Além disso, Yasue havia inteligentemente decidido, em vez de ser pago com dinheiro, fazer com que esses clientes pagassem em alimentos básicos, resolvendo assim grande parte do problema de compra de alimentos da família. Mais tarde, Sunao conseguiu comprar de volta mais de seus campos e fornecer mais alimentos para a família, e Mary e Margaret também encontraram emprego nas Forças de Ocupação em Kumamoto. Durante esse tempo, os membros restantes da família se mudaram da casa de secagem de tabaco para outra sala de tatame por mais alguns anos, enquanto Yasue e Sunao continuaram a economizar dinheiro para comprar uma casa e comprar de volta terras. Margaret relembra,
Quando a casa de tabaco ficou indisponível, tivemos que encontrar outra acomodação, mas era quase impossível encontrar casas para alugar na vila. Isso resultou no aluguel de outra sala de zashiki por alguns anos até que nossa casa fosse construída.
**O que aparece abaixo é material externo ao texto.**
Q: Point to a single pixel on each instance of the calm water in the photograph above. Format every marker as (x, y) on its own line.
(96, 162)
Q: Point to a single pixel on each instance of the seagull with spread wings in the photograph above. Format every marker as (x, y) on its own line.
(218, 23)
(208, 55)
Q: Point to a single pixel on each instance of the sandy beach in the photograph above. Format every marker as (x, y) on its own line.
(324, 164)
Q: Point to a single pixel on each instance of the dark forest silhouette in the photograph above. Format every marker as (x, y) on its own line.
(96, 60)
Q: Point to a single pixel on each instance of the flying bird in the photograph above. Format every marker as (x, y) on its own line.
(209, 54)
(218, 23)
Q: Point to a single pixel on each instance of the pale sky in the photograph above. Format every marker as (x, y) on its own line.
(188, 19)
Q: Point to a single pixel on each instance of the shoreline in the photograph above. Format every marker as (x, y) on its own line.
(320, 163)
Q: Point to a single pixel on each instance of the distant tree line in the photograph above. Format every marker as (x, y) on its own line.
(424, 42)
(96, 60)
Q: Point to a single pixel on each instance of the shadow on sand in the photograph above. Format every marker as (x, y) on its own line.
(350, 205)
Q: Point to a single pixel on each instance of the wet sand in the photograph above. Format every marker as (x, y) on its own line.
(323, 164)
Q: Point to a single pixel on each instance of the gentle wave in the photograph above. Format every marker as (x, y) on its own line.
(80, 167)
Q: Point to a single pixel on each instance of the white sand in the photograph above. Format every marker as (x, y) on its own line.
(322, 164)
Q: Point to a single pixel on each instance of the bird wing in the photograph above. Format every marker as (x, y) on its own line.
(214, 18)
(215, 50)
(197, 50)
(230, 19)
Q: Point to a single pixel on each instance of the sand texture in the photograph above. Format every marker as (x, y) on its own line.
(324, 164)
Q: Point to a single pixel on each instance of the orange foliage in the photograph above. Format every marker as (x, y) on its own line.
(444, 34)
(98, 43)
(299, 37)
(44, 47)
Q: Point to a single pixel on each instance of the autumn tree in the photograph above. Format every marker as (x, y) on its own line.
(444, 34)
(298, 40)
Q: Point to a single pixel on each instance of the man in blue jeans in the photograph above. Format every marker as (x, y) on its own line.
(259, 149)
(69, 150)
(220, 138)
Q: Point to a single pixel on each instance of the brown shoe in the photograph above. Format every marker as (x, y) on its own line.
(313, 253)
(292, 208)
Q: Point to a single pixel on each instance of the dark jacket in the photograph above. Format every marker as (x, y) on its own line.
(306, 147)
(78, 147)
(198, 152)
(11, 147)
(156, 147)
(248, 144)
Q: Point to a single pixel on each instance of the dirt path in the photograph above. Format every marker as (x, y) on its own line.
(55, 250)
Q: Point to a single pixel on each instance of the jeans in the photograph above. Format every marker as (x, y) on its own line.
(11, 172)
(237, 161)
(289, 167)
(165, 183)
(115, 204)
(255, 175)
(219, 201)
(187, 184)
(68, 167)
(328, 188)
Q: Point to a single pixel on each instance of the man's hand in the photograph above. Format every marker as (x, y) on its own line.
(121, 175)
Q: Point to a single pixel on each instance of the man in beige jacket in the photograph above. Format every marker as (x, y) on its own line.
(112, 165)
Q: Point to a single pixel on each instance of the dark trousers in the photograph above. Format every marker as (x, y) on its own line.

Yasue e eu (Margaret) nos acordávamos alternadamente às quatro da manhã para acender o fogo e cozinhar o arroz na cozinha improvisada para o bento de Sadao, pois ele tinha que sair para a escola a tempo de pegar o primeiro trem para a cidade de Kumamoto.
Finalmente, após algumas negociações difíceis com parentes, eles compraram um lote do irmão mais velho de Sunao em troca de um campo de arroz e construíram uma casa. Margaret explica:
Havia conversas em andamento para negociar a devolução dos arrozais para nosso pai, e nossa mãe pediu a ajuda de seu pai para resolver isso, nossa mãe estava no centro dessas conversas. Nossa mãe era a negociadora chefe na maioria desses assuntos e ela era responsável por construir a casa (com ajuda financeira da renda ganha por Tadasu, Mary e Betty) com seu floreio habitual, completo com cerimônias quando a fundação era lançada e o telhado era levantado.
Notas:
1. Em outro lugar, Margaret escreve: “A família de nove pessoas começou a caminhada sob o sol quente, sem perceber os olhares estranhos que estávamos recebendo. Em vez disso, nós, crianças, ficamos chocados ao ver homens vestidos apenas com tangas e velhas carregando bebês nas costas enquanto vestiam apenas um koshimaki. Pensávamos que estávamos de volta aos tempos primitivos nas selvas selvagens de Bornéu.” ( Nikkei Images , p 16)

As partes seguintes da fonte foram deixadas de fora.